CMS Gainsharing Demonstration

            The Centers for Medicare and Medicaid Services (CMS) announced its Physician-Hospital Collaboration Demonstration (PHCD) Project. This is a three year demonstration program designed to examine whether allowing hospitals to provide financial incentives for physicians to support better care can improve patient outcomes without increasing costs. The CMS Press Release is available in the CMS website in the CMS Press Release Archives at http://www.cms.hhs.gov/apps/media/ questionmedia=pressr.

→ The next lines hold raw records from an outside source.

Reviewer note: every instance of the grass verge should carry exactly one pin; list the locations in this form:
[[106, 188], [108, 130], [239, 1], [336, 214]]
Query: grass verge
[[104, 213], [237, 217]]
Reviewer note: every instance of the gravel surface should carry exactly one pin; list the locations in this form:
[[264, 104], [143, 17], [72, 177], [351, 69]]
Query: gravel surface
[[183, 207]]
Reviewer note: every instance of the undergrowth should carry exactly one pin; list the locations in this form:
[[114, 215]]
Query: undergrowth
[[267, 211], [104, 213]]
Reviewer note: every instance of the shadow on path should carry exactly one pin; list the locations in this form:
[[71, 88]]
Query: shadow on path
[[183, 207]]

Congressional Advisory Board Analyzes Physician Payment System Options

            The Supplemental Medical Insurance program (Part B of Medicare), which will cost about $158 billion in 2006, pays for physicians’ services, outpatient hospital services, durable medical equipment, physical therapy, and certain other outpatient services. About 38 percent of those expenditures are payments for services provided by physicians, which are based on a schedule of fees that specifies the amount to be paid for each type of service. Most of Medicare’s payment rates are simply adjusted each year for inflation — but not those for physician’s services. Those rates are governed by a complex formula — the Sustainable Growth Rate (SGR) mechanism — that, unless overridden by legislation, will reduce fees by about 4 percent or 5 percent annually for at least the next several years.

            Legislation has overridden the formula’s results in each of the past four years, and the prospect of future, year-after-year rate reductions raised the question of whether the SGR formula is a viable mechanism — and if not, what alternatives might be appropriate. This brief describes the SGR mechanism and presents the potential budgetary effects of several other approaches. Many of the possible alternatives would be costly. For example, overriding the formula with a 1 percent rate increase in 2007 would raise outlays by $6 billion over the next 10 years. Replacing the formula with an inflation index would cost more than $200 billion over the coming decade.